What is a safe CPU temperature under load?

Below 85 °C for sustained workloads, with brief spikes to 90 °C acceptable. Modern Intel and AMD CPUs throttle around 100 °C to protect themselves, but running near that limit shortens the chip’s lifespan and causes frame drops in games. If your CPU sits above 85 °C while gaming, your cooling needs attention.

Can I check CPU temperature without installing software?

Not on Windows. Some motherboard BIOS screens show a CPU temperature at boot, but that only reflects idle temps before Windows loads. For real-time monitoring while you use the PC, you need a third-party tool like HWiNFO, LibreHardwareMonitor, or Core Temp. Windows has no built-in CPU temperature readout.

Does overheating damage the CPU?

Brief spikes at 95–100 °C won’t damage a modern CPU — they’ll trigger thermal throttling, which drops the clock speed until temperatures recover. Sustained high temperatures over weeks or months can cause electromigration, which gradually degrades the chip. More immediately, overheating causes performance loss (throttling), random crashes, and shorter fan and VRM lifespan.

Why is one core hotter than the others?

On Intel CPUs, the hottest core is usually the one boosted highest by Turbo Boost — different cores reach different peak clocks depending on silicon quality. A spread of 5–15 °C between cores is normal. A spread of 20 °C or more points at uneven cooler contact; reseating the cooler with fresh thermal paste usually flattens the spread.

Does cleaning my PC reduce CPU temperature?

Yes, often dramatically. Dust builds up on cooler fins, case filters, and fan blades, restricting airflow and insulating the heatsink. In my shop I regularly see 15–20 °C drops after a thorough clean on PCs that haven’t been opened in years. Use compressed air with the PC unplugged, and blow through the cooler fins in both directions.

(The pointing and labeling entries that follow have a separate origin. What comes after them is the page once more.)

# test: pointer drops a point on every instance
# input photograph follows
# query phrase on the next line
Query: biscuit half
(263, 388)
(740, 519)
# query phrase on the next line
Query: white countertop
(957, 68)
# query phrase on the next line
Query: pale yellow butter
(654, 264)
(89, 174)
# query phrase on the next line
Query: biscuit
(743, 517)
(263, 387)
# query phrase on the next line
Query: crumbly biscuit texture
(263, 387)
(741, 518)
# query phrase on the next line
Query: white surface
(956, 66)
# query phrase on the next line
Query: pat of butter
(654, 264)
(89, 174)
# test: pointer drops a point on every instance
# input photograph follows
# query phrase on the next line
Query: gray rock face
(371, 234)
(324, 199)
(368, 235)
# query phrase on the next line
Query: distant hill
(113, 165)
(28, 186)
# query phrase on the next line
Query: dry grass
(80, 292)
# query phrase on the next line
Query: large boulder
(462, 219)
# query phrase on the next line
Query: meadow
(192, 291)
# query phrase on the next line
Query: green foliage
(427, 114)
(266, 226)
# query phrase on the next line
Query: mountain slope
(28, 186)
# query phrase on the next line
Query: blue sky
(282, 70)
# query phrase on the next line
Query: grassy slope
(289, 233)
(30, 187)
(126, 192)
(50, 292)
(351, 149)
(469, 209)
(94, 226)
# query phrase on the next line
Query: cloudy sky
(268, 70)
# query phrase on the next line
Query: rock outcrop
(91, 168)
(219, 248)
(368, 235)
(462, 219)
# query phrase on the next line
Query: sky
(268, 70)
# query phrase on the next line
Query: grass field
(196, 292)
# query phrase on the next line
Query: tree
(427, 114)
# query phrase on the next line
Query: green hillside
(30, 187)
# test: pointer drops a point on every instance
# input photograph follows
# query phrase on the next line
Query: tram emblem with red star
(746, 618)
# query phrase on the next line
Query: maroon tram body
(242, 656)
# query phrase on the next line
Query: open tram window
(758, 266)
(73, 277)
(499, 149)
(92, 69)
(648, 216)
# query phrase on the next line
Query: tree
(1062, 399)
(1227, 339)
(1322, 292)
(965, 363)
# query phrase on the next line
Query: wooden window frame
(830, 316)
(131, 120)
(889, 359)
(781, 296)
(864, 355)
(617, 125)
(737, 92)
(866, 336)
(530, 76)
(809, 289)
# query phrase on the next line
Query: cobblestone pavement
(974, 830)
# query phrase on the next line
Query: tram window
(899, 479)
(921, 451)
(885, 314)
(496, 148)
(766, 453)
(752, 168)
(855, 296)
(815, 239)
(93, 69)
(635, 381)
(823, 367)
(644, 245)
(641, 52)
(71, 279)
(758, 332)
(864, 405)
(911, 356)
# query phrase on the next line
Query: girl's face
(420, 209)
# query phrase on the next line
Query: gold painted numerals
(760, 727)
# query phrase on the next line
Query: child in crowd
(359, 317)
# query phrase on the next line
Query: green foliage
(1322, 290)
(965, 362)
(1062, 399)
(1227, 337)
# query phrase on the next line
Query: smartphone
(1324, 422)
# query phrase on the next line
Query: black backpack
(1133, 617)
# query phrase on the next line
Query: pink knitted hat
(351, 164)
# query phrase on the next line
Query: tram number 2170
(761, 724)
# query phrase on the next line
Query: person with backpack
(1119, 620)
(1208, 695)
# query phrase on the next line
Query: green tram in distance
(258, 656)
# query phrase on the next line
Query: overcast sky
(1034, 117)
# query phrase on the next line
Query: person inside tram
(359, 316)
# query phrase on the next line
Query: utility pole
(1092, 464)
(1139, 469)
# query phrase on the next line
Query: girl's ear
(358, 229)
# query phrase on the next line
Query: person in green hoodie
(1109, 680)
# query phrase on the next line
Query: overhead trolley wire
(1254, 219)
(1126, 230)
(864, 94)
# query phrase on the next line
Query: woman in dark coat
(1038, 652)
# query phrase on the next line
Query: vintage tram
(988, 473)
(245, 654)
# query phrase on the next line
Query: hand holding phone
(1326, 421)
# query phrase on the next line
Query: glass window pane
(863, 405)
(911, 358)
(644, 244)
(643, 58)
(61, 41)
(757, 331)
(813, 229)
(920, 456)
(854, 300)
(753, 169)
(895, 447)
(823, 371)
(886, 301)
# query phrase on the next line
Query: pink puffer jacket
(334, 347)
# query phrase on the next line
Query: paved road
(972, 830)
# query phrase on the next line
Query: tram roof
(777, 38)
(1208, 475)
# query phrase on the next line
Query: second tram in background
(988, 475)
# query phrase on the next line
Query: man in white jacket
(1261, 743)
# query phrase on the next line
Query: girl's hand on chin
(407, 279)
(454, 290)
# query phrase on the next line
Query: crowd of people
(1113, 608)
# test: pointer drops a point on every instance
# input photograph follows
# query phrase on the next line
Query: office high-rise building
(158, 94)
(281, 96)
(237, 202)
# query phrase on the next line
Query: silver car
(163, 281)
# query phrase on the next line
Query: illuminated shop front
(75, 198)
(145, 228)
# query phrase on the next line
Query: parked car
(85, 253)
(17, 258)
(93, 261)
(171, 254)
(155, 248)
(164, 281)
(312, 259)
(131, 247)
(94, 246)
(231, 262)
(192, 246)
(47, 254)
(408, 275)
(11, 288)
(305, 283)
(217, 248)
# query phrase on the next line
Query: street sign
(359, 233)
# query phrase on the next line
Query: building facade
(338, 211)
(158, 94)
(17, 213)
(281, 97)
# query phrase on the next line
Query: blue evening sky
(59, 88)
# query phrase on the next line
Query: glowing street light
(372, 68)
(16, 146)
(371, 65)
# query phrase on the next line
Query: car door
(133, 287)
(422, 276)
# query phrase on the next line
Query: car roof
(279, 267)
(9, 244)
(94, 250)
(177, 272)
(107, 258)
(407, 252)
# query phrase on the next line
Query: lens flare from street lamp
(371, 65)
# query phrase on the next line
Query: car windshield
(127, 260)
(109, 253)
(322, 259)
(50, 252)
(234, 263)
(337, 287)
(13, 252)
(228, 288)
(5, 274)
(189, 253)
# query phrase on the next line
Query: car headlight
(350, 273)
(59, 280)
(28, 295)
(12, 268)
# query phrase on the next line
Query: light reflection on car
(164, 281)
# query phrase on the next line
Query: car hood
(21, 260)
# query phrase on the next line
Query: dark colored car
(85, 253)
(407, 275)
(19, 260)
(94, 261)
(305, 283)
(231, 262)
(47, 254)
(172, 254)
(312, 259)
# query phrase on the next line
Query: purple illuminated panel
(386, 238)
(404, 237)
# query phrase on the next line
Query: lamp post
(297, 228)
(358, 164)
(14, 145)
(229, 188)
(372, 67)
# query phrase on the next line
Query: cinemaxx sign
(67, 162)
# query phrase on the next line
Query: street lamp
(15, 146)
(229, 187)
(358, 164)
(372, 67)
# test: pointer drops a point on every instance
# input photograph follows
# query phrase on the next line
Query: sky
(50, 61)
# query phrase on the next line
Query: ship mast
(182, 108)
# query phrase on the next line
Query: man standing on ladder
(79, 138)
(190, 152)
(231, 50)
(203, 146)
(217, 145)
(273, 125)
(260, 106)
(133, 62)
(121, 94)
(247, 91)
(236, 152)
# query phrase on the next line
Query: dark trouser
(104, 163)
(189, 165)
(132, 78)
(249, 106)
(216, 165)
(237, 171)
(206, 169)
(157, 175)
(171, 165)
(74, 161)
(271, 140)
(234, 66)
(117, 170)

Should I keep HWiNFO running in the background all the time?

Only if you’re actively troubleshooting. For continuous monitoring, HWiNFO can minimise to the system tray or output selected sensors to a small gadget window. For casual use, launch it when you want to check temperatures and close it afterwards — there’s no benefit to leaving it running 24/7 on a healthy PC.